I’m open to tips from any writers out there. I know I’ve got plenty of you are friends on Facebook, journalists and bloggers alike. Do I give up on those microorganisms? Do I just let them simmer for a while? Do I fight through and just post and fake it til I make it?

My background is journalism. It’s what I studied in high school and college, what I did for a living after college and what I’ve taught for the past 12 years. Hence the lack of an Oxford comma in that sentence.

I read a lot of columns and tried to be a columnist for a while. I marveled at the ability of our paper’s sports columnist who cranked them out almost daily for year after year. They weren’t all gems, but he always met his deadline and did so coherently. And he could really dazzle at times. But I felt the weight of always having something to say, all by my lonesome. The degree of expectation I felt was brutal.

That’s what this feels like. Except for the fact that I don’t have any editors requesting copy and only a handful of folks will ever read this. But I sit and work and write and look at what I have at the end of the day and think, what the hell am I trying to say? Where is this coming from? And where is it going?

It’s got to be more than just an exercise. I teach my students to write for their audience. To write to communicate. But there has to be a message.

I was never much of a columnist. I had my moments here and there but it was never consistent. I’d like to try it again, but I’d like to try something else too.

My favorite pieces to read and to write were never columns. They were what we call in the journalism business, “features.”

My friend Ben hates that word. He says it doesn’t have any meaning for anybody but journalists and certainly not the audience. He writes narrative non-fiction, or even more clearly, stories. And he writes them well.

Here’s how it works. You meet somebody. You have a conversation. You find some things that really compel and fascinate you and you dig into that, in the hopes that someone else will feel the same way about it as you do. And then if you’ve found the story, and it’s really grabbed you, you pour yourself into it. You have to tell it. You have to get it out. Then you move on to the next one.

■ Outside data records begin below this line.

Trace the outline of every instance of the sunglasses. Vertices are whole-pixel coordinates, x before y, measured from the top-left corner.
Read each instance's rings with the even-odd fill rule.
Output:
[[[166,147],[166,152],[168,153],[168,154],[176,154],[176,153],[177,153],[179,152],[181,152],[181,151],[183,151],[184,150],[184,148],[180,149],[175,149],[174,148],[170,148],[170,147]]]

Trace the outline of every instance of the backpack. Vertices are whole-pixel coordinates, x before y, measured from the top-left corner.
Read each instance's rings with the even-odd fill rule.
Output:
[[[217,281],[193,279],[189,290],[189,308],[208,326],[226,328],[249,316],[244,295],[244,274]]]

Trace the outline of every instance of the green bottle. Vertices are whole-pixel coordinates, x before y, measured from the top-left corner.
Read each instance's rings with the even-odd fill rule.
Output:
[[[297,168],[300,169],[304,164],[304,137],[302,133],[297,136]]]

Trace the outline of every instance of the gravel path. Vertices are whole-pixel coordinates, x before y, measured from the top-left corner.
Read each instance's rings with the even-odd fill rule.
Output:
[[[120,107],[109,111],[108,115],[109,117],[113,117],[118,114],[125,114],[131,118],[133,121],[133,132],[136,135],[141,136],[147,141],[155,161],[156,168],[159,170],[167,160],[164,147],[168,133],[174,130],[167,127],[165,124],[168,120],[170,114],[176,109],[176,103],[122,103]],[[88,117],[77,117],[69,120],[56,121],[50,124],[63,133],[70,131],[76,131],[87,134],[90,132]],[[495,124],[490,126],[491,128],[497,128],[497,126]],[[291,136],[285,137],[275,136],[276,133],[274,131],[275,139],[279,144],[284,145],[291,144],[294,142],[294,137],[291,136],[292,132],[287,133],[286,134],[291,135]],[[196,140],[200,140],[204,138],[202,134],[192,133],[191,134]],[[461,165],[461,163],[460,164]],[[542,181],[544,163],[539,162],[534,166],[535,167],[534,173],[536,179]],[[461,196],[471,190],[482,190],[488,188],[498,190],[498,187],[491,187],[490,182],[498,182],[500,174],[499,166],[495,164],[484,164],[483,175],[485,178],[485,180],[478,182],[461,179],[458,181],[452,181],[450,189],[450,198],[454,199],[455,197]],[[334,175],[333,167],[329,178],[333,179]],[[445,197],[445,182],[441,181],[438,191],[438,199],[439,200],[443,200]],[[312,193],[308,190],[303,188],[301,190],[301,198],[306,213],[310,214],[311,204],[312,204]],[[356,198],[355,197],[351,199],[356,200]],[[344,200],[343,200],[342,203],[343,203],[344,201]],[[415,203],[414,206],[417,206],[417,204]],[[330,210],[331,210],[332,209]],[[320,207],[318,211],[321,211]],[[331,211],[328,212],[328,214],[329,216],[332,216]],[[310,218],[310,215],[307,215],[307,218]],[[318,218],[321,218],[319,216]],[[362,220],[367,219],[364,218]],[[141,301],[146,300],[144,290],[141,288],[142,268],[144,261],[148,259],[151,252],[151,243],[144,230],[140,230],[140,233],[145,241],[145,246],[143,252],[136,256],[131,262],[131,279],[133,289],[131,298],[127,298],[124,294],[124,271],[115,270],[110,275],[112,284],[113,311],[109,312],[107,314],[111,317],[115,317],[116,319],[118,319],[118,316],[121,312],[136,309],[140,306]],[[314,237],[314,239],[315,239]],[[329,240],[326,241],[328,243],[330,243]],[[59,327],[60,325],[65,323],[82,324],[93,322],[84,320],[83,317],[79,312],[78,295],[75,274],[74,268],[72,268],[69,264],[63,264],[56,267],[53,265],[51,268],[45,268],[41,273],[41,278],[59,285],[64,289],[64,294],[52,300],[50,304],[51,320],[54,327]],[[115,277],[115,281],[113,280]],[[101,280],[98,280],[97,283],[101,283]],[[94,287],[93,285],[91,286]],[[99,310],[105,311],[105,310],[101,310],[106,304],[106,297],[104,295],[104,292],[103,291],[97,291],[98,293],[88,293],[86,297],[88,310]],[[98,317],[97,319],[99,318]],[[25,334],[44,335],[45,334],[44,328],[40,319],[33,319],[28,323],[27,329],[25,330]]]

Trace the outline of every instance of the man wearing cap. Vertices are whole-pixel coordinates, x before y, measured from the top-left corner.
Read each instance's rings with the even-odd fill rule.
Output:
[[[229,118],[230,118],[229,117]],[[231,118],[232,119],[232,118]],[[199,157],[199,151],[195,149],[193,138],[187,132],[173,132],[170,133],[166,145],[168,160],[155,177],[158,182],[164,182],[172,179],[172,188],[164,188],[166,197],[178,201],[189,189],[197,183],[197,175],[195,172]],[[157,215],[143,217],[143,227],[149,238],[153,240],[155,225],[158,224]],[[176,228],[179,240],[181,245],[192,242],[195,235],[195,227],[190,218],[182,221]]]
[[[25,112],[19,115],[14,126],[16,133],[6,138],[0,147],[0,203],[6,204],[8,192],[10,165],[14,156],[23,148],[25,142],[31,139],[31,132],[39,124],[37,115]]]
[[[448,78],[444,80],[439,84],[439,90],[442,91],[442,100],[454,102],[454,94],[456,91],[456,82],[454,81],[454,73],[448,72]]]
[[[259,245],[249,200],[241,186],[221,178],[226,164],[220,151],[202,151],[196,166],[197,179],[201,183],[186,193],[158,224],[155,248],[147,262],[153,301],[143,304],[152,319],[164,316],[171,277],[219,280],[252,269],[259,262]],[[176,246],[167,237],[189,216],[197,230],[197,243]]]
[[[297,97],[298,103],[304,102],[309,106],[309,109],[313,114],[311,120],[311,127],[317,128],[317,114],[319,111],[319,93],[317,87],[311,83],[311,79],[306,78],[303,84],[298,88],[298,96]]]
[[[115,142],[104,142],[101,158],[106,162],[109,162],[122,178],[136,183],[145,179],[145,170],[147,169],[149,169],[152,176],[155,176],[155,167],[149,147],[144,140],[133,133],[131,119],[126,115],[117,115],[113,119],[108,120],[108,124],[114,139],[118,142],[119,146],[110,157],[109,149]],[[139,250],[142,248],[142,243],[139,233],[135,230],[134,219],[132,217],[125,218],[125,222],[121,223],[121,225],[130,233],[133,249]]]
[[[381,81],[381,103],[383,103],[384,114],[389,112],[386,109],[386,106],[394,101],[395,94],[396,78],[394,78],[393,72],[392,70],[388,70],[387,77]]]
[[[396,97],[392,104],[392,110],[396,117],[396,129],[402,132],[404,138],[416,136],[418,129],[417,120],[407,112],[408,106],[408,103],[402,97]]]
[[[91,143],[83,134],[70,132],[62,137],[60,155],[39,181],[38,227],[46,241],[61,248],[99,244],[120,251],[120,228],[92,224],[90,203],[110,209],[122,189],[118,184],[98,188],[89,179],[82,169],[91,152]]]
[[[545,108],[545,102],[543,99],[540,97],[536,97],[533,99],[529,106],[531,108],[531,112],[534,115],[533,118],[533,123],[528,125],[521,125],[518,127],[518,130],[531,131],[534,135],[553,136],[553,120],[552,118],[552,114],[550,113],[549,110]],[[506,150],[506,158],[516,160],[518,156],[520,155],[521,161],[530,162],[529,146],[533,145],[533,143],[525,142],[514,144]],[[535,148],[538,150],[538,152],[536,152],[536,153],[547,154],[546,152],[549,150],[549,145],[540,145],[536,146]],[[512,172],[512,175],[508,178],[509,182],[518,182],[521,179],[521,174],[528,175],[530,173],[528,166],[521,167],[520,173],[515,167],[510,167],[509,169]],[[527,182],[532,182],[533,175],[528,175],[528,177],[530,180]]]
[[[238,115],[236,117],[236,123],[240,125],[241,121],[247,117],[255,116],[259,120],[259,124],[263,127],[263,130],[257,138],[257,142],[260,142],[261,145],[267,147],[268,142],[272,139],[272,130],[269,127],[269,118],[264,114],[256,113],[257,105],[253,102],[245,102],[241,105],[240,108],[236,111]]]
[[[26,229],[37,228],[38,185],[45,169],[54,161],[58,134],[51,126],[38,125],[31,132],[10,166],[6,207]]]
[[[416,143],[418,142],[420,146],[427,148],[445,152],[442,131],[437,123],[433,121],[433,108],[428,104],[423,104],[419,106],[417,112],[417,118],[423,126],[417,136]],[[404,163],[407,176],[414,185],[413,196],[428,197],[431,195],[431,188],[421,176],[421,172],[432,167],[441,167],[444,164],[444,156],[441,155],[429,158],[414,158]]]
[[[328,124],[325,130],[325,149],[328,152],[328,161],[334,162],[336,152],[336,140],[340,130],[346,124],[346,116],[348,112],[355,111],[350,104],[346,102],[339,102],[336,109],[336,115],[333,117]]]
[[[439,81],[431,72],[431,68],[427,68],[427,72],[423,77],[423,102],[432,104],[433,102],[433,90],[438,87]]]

I love teaching kids to do that. And not all of them can do it. But some of mine do it exceptionally well. But I also love to do it. I was decent at writing those types of stories back in my newspaper days. I’d hope that teaching the practice for the past dozen years would make me at least a little bit better at it now. Actually I reckon that it would improve me a lot.

I want to get back to telling people’s stories. And there’s a specific type of story that I’m interested in telling. It came to me on the drive home after work last night. I’m still bouncing it off some people and trying to work out the details, but I hope it happens. If it does, you’ll find out about it here.

Thanks for reading. Share your wisdom if you’ve got it.